So etwas macht dann natürlich eingebildet. Wenn er bemerkte, dass seine Gegenüber einen geringeren Erfahrungsschatz als er selbst hatten - also de facto immer - konnte er schnell oberlehrerhaft und besserwisserisch wirken. Ich bin aber sicher, dass er als Journalist in erster Linie daran interessiert war, Licht ins Dunkle zu bringen.
"Tatsachen schafft man nicht dadurch aus der Welt, in dem man sie ignoriert." (Aldous Huxley)
ehemaliger Autor K.

Peter Scholl-Latour war ein großartiger Journalist. Ich besitze fast alle Bücher, die er geschrieben hat und einige davon habe ich mehrmals gelesen. Besonders empfehlenswert: Tod Im Reisfeld; Mord am großen Fluss; Allah ist mit den Standhaften.

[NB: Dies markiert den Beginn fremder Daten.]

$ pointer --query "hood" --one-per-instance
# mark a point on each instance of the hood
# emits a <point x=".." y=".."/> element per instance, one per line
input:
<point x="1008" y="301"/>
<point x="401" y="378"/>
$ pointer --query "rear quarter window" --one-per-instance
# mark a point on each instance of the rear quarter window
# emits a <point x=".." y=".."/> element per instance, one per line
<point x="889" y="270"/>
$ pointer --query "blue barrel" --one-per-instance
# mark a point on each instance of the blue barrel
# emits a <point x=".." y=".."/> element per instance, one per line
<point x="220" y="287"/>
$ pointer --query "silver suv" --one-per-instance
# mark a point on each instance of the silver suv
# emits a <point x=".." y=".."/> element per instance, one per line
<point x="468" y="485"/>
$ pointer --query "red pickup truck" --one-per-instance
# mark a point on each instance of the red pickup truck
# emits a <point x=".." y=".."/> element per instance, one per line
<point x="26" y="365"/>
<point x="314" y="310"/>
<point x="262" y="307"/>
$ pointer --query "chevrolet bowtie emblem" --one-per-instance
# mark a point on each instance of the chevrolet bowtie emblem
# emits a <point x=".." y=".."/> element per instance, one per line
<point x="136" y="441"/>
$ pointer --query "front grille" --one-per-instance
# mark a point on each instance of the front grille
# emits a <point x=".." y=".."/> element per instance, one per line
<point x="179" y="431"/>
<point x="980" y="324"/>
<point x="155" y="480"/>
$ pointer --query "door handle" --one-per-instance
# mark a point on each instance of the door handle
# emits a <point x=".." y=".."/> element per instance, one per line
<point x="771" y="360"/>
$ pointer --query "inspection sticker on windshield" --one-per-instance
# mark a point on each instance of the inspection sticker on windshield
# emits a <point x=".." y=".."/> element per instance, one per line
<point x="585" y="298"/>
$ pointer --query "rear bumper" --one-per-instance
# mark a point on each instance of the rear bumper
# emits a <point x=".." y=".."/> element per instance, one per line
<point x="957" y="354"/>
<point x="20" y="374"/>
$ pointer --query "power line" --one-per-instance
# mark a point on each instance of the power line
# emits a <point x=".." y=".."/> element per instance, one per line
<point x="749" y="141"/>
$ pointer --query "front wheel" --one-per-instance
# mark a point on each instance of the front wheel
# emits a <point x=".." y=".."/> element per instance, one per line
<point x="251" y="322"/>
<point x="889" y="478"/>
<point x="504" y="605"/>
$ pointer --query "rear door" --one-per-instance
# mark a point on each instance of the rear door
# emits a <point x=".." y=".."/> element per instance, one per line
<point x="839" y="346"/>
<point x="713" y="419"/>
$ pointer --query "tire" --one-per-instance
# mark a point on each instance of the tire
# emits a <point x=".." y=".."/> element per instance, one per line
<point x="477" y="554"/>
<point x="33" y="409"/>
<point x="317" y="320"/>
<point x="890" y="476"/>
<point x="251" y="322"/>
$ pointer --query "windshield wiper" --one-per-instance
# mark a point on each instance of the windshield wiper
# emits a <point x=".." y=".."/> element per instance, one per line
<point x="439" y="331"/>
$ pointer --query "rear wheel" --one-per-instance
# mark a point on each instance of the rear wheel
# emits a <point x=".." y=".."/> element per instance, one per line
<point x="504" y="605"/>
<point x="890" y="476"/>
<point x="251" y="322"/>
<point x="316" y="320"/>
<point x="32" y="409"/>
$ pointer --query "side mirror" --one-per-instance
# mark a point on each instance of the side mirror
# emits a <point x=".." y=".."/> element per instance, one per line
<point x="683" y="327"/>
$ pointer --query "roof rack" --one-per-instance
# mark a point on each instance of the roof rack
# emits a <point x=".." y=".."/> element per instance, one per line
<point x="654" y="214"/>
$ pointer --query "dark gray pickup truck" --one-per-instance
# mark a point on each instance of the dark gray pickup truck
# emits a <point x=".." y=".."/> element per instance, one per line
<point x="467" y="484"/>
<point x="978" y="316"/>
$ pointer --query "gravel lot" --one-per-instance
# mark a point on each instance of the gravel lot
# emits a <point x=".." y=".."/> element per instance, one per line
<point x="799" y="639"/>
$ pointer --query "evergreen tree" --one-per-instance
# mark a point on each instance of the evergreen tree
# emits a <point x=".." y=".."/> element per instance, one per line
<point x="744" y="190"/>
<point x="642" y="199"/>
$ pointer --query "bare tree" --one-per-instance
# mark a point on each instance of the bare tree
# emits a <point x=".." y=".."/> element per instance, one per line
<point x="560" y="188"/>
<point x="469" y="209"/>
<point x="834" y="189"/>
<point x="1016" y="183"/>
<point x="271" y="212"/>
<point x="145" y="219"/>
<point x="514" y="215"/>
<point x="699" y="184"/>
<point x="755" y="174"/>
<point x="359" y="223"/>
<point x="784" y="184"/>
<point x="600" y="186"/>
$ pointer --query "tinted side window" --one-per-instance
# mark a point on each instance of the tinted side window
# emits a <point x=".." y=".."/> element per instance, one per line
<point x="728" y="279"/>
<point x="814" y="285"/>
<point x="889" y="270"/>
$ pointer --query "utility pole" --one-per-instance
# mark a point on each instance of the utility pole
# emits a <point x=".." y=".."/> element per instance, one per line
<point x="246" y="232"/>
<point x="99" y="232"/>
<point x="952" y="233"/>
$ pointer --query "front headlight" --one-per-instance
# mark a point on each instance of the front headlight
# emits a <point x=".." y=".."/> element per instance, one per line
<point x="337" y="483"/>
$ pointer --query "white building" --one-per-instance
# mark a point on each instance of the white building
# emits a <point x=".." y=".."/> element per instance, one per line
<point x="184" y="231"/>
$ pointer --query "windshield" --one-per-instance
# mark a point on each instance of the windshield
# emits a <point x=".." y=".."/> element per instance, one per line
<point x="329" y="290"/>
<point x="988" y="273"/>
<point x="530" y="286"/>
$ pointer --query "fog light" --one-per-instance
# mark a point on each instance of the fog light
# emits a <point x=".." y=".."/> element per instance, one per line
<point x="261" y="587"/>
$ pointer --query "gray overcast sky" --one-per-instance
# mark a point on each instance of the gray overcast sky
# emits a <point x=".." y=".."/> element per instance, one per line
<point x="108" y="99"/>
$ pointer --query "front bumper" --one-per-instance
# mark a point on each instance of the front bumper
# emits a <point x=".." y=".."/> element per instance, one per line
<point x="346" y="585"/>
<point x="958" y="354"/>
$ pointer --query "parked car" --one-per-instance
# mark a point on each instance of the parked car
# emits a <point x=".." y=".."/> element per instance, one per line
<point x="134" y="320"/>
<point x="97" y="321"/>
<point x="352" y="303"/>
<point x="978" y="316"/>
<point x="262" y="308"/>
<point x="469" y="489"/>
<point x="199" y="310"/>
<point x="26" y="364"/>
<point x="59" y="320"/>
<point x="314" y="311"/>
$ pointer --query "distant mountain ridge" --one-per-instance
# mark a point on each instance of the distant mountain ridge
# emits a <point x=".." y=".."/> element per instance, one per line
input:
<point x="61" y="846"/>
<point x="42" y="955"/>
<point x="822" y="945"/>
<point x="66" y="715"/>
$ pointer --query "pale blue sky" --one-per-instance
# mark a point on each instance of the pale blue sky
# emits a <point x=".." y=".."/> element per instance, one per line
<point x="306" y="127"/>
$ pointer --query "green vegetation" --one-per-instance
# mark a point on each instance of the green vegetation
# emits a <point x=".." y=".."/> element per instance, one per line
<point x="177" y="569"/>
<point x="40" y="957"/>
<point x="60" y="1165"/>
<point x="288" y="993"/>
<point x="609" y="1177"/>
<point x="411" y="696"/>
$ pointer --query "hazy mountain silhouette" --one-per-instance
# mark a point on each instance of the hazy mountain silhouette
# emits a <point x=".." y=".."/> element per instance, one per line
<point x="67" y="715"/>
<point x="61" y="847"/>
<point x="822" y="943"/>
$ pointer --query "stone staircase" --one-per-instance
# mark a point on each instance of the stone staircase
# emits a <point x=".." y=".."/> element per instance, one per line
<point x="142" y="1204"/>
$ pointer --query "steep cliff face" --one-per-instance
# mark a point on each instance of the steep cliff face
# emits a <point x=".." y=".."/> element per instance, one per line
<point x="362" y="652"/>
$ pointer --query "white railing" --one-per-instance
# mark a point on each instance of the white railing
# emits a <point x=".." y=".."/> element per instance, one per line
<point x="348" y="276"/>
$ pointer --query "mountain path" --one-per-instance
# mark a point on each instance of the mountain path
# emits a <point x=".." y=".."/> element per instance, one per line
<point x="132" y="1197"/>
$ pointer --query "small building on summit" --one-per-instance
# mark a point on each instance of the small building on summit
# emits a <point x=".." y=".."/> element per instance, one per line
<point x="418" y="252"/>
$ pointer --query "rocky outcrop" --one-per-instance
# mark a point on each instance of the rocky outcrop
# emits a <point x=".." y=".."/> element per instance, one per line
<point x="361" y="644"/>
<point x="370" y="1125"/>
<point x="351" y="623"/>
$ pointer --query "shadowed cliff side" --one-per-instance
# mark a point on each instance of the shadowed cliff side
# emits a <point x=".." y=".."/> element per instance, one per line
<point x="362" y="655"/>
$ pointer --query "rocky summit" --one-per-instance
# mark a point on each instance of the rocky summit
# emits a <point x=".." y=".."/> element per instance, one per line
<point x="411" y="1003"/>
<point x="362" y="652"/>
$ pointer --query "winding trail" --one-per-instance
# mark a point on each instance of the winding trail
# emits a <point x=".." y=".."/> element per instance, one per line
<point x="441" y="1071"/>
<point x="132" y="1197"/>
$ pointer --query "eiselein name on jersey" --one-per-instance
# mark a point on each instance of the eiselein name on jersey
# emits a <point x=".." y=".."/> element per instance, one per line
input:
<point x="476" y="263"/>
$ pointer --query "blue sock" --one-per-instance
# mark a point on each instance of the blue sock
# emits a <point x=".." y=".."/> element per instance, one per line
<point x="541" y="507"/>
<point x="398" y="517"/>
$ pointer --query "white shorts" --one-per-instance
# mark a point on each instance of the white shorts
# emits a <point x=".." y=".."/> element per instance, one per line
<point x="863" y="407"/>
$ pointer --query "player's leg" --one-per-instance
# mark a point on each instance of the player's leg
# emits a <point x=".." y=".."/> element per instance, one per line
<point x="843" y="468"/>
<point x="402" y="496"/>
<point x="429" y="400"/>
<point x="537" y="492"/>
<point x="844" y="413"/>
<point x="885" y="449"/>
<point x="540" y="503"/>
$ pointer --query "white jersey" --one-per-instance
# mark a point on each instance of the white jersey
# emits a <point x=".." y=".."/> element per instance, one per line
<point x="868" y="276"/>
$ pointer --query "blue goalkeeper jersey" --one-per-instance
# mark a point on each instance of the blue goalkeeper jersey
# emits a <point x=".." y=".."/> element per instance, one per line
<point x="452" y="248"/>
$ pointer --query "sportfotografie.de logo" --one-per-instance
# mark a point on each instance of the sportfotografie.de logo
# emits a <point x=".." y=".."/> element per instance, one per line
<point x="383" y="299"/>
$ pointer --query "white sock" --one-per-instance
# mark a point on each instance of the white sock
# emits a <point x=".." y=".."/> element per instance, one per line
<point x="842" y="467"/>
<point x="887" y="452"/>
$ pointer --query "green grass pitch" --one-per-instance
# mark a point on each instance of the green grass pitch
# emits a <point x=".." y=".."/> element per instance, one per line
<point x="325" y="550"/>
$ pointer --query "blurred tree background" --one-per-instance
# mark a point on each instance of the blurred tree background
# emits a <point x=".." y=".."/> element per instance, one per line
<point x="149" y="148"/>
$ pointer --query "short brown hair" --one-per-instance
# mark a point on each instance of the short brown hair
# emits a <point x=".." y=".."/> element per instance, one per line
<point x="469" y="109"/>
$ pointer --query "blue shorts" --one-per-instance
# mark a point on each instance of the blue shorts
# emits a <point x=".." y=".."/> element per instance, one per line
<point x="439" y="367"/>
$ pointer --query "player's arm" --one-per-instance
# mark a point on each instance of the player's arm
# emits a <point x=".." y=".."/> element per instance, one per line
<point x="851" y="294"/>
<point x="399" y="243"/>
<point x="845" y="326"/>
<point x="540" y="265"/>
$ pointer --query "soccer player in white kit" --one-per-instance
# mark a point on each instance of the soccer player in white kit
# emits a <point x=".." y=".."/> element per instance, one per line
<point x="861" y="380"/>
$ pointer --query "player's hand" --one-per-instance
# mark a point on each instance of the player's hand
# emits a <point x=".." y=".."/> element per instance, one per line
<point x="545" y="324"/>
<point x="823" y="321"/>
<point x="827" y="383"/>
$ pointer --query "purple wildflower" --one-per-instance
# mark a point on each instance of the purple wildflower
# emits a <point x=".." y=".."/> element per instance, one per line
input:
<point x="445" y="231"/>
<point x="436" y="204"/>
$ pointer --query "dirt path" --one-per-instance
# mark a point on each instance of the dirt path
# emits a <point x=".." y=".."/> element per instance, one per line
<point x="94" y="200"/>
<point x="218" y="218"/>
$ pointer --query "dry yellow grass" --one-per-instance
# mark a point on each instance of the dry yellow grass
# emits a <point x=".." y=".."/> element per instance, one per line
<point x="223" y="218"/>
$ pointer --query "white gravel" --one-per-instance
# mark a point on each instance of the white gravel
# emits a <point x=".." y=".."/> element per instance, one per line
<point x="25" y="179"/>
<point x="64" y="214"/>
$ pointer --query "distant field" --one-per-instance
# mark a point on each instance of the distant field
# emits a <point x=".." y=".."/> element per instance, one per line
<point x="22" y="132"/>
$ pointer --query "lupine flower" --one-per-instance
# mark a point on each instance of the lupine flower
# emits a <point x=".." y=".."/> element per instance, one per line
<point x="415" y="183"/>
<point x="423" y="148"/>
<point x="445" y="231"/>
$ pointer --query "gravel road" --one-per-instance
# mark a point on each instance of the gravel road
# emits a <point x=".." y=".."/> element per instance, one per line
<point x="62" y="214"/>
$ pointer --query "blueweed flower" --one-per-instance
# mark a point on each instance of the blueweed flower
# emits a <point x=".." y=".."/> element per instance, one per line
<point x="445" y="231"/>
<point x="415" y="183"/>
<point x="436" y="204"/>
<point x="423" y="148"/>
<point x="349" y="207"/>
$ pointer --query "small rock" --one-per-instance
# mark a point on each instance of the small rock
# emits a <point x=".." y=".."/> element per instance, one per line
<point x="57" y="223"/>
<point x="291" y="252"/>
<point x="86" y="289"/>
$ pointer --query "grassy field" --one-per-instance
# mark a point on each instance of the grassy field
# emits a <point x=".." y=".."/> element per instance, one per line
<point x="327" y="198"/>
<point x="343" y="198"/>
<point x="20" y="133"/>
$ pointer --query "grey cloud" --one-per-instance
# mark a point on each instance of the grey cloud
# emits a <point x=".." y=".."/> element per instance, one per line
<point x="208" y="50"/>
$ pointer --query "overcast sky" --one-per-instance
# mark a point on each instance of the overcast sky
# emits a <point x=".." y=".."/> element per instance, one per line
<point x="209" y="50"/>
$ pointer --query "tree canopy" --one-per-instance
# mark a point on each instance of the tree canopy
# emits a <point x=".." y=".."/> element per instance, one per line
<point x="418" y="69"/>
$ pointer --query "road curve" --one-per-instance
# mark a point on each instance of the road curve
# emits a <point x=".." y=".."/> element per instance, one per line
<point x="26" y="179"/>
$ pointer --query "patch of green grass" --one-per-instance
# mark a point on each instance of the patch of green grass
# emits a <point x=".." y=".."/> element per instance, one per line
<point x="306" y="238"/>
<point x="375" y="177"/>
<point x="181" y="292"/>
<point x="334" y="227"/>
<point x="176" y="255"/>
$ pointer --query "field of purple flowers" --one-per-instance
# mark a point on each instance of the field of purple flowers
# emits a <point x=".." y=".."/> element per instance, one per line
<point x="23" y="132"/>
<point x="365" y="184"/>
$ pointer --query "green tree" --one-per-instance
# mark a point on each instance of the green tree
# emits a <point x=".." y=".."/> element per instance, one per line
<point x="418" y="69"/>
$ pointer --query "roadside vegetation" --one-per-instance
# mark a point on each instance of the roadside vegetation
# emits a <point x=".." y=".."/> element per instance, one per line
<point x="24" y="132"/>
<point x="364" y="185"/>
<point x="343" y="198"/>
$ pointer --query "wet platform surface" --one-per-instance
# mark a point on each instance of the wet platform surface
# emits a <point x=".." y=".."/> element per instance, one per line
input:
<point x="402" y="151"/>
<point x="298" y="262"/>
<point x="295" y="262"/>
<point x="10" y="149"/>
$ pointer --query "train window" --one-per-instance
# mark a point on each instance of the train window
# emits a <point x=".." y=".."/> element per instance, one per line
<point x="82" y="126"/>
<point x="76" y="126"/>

Er hatte ein enormes historisches Wissen und versuchte stets, gegenwärtige Entwicklungen aus Abläufen in der Vergangenheit zu erklären. Deshalb kam er, anders als seine Kollegen oder Politiker, oft zu ziemlich pessimistischen Prognosen, die sich aber meistens als richtig herausstellten.

Ansonsten hatte er eine ziemlich negative Einstellung gegenüber der Menschheit und ihrer Geschichte. Vor einigen Jahren hielt er bei uns in der Universität einen Vortrag und vertrat die Ansicht, der Mensch sei von Natur aus schlecht und ein bösartiges Wesen. Dem wurde aber entgegen gehalten, dass man dies so pauschal nicht sehen kann, denn der Mensch besitzt viele Facetten. Wenn man sich aber wie er, stets nur in Kriegsgebieten aufhält, lernt man die Menschen immer nur von ihrer schlechtesten Seite kennen, ähnlich wie ein Kommissar es auch ständig nur mit Verbrechern zu tun hat und deshalb auch zwangsläufig eine eindimensionale Sicht der Dinge bekommt. Das hat er dann schließlich auch bestätigt, denn wenn er immer nur über Volksfeste, Hochzeiten und Wohltätigkeitsveranstalten berichtet hätte, würde er wohl anders über die Menschen denken.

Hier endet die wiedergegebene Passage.